Le mur devenu œuvre d’art

Érigé dans la nuit du 12 au 13 août 1961, le Mur de Berlin a très tôt été recouvert de graffitis puis, au fil des ans, d’œuvres de plus en plus complexes. Jusqu’à sa chute, la face ouest du Mur s’est ornée de tags de protestation et d’appels à la paix. Puis des graffitis ont émergé, rapidement associés à des lettrages à même le Mur qui évolueront vers le street art. Parmi les premiers artistes à s’exprimer sur le « Mur de la honte », Thierry Noir, Lyonnais venu s’installer en RFA en 1982. Secondé par Christophe Bouchet, ils se relaient à partir de 1984 pour monter la garde. Considéré comme le premier artiste du Mur, Thierry Noir se rend à l’origine à Berlin pour s’immerger dans la musique rock et l’underground. Il loge alors dans un squat, en face du Mur qui semble le provoquer. « Le Mur était en face de chez moi. C’était une vie triste, une mélancolie au jour le jour. Il ne se passait rien du tout. »  Avec son compère, ils récupèrent de la peinture sur un chantier pour peindre un pan de mur, le premier du genre.  Les expéditions nocturnes se multiplient. D’autres artistes ne tardent pas à les suivre. Des représentations plus élaborées égaient le Mur. En 1986, l’artiste Keith Haring peindra une fresque sur fond jaune de 100 mètres de long. La chute du Mur a redistribué les cartes politiques mais aussi artistiques. 

En 1990, Christine McLean invite des peintres à s’exprimer sur une portion du Mur de 1 300 mètres. L’exposition baptisée l’East Side Gallery est désormais la plus grande galerie d’art en plein air du monde. Pour ses 3 millions de visiteurs annuels, elle réunit tout ce que le Mur a inspiré à 118 artistes de 21 nationalités. Ne loupez pas le célèbre baiser de l’amitié entre Erich Honecker et Léonid Brejnev et son slogan : « Plus de guerre. Fini les murs. Un monde uni. »

L’après

Comme dans toute l’Allemagne, l’art des rues s’est démocratisé à Berlin. Il donne lieu à des festivals et des expositions, de même qu’il continue de se renouveler dans les squats. Toutefois, les graffitis se déploient à tel point dans la ville que la municipalité a cessé de les repeindre. El Bocho est l’un des noms les plus présents. On apprécie son humour, visible sur ses grandes affiches. Alias peint de préférence au pochoir tandis que Vermibus détourne des affiches publicitaires qu’il retravaille de manière à semer le trouble avant de les recoller dans les rues de la ville.

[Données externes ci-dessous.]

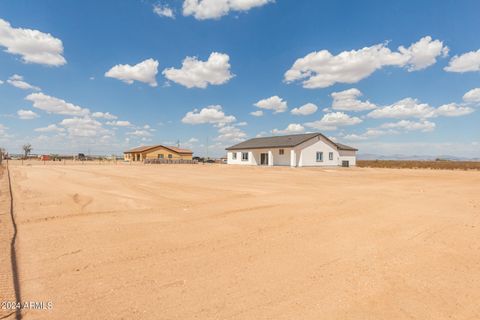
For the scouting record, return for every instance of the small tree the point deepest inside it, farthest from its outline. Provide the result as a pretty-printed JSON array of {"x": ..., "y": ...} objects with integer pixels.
[{"x": 27, "y": 148}]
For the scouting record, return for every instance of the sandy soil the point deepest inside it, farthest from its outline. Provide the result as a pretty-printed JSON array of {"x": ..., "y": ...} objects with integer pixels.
[{"x": 223, "y": 242}]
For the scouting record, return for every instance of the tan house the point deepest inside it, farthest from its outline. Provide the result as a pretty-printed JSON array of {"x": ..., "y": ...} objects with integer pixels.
[{"x": 157, "y": 152}]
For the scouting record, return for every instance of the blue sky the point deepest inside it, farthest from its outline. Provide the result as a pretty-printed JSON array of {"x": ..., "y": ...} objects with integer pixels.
[{"x": 194, "y": 70}]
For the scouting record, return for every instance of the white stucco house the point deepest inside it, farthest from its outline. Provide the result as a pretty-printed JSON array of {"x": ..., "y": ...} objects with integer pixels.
[{"x": 298, "y": 150}]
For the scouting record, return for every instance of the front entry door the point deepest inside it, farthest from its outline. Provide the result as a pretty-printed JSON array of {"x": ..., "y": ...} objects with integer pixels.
[{"x": 264, "y": 159}]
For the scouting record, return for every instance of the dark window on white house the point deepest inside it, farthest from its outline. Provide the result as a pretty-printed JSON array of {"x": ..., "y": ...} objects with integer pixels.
[{"x": 319, "y": 156}]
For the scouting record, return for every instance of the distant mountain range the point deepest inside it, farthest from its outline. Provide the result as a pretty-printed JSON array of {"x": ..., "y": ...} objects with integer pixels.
[{"x": 370, "y": 156}]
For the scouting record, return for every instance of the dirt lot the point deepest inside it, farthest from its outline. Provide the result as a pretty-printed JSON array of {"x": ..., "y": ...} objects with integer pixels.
[{"x": 224, "y": 242}]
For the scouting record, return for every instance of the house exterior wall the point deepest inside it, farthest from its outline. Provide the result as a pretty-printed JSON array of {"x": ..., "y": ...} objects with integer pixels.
[
  {"x": 307, "y": 153},
  {"x": 303, "y": 155},
  {"x": 254, "y": 156},
  {"x": 348, "y": 155},
  {"x": 155, "y": 154},
  {"x": 251, "y": 160}
]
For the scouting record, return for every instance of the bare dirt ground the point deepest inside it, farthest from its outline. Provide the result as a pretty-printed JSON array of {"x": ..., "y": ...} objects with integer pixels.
[{"x": 225, "y": 242}]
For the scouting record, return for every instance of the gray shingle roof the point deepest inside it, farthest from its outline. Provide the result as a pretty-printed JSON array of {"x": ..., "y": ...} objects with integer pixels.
[{"x": 289, "y": 141}]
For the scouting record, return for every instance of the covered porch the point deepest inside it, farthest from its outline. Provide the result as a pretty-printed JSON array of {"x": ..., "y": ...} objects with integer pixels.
[{"x": 275, "y": 157}]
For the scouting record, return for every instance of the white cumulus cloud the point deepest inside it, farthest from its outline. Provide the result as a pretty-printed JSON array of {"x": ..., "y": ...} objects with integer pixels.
[
  {"x": 26, "y": 114},
  {"x": 18, "y": 82},
  {"x": 348, "y": 101},
  {"x": 55, "y": 105},
  {"x": 50, "y": 128},
  {"x": 452, "y": 110},
  {"x": 32, "y": 45},
  {"x": 321, "y": 69},
  {"x": 333, "y": 120},
  {"x": 199, "y": 74},
  {"x": 466, "y": 62},
  {"x": 257, "y": 113},
  {"x": 145, "y": 71},
  {"x": 214, "y": 9},
  {"x": 119, "y": 123},
  {"x": 104, "y": 115},
  {"x": 305, "y": 110},
  {"x": 163, "y": 11},
  {"x": 140, "y": 133},
  {"x": 211, "y": 114},
  {"x": 291, "y": 128},
  {"x": 274, "y": 103},
  {"x": 472, "y": 96},
  {"x": 231, "y": 134}
]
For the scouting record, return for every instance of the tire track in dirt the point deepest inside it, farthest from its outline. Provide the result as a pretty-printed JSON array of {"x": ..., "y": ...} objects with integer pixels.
[{"x": 9, "y": 284}]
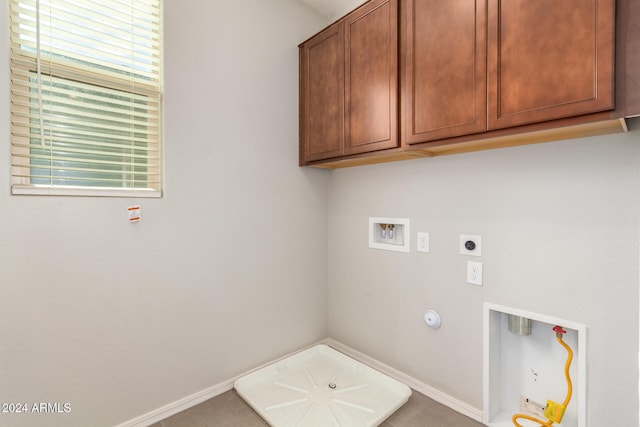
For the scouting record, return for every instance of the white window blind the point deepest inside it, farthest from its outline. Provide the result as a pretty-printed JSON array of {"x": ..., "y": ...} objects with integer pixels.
[{"x": 86, "y": 97}]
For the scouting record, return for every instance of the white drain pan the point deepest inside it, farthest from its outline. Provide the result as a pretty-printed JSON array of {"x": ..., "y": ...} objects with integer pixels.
[{"x": 321, "y": 387}]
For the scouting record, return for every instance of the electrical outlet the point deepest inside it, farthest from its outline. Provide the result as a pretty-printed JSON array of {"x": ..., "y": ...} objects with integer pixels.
[
  {"x": 470, "y": 245},
  {"x": 474, "y": 273}
]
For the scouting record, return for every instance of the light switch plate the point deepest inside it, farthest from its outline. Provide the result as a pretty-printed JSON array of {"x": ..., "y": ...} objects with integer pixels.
[
  {"x": 422, "y": 242},
  {"x": 474, "y": 273}
]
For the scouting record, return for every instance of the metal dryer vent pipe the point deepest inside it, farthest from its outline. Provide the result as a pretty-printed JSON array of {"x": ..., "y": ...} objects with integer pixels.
[{"x": 519, "y": 325}]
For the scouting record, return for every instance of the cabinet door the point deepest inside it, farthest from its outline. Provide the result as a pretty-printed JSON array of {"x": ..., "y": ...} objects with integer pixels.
[
  {"x": 444, "y": 83},
  {"x": 549, "y": 59},
  {"x": 371, "y": 77},
  {"x": 322, "y": 95}
]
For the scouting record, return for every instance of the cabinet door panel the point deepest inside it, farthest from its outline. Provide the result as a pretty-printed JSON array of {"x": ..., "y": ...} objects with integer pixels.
[
  {"x": 322, "y": 96},
  {"x": 549, "y": 59},
  {"x": 445, "y": 69},
  {"x": 371, "y": 78}
]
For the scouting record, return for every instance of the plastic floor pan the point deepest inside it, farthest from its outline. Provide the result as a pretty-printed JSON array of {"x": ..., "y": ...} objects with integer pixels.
[{"x": 321, "y": 387}]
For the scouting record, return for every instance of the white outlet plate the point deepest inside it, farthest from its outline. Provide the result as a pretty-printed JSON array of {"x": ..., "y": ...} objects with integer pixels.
[
  {"x": 474, "y": 273},
  {"x": 422, "y": 242},
  {"x": 477, "y": 240}
]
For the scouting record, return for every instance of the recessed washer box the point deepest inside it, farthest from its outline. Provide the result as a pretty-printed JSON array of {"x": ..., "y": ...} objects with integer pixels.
[{"x": 391, "y": 234}]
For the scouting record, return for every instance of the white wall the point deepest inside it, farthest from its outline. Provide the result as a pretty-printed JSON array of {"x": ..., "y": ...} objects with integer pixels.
[
  {"x": 226, "y": 272},
  {"x": 559, "y": 224}
]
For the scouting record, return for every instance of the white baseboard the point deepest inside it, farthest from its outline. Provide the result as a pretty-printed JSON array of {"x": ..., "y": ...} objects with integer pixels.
[
  {"x": 185, "y": 403},
  {"x": 173, "y": 408},
  {"x": 432, "y": 393}
]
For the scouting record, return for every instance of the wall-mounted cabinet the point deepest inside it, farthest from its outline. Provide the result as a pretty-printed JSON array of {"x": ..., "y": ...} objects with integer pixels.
[
  {"x": 549, "y": 59},
  {"x": 471, "y": 74},
  {"x": 348, "y": 85},
  {"x": 444, "y": 69}
]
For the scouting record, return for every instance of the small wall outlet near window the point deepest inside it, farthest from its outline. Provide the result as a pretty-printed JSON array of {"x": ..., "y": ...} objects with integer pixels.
[{"x": 391, "y": 234}]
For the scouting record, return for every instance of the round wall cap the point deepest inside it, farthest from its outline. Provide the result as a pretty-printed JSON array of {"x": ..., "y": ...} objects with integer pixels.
[{"x": 432, "y": 319}]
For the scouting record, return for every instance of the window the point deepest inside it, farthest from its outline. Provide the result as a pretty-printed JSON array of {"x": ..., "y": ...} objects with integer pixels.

En un sens, le street art est victime de sa popularité. C’est désormais dans les galeries et les musées qu’il s’expose. Depuis 2017, le Museum of Urban Contemporary Art de Berlin s’est adapté à la demande en associant à ses expositions des œuvres temporaires hors les murs. Sans parler de récupération, il arrive qu’une œuvre murale fasse grimper le prix d’un bien immobilier. Mais si vous préférez chasser l’art sauvage, vous en trouverez un peu partout, hormis dans le centre.

Ces vingt dernières années, le magnétisme de la dynamique Berlin ne faiblit pas. Tous les domaines artistiques font l’objet d’expériences. Les artistes d’ici ou d’ailleurs multiplient les compétences pour s’adapter à la demande internationale comme Kai Althoff, Cosima von Bonin, Anselm Reyle et Johannes Wohnseifer.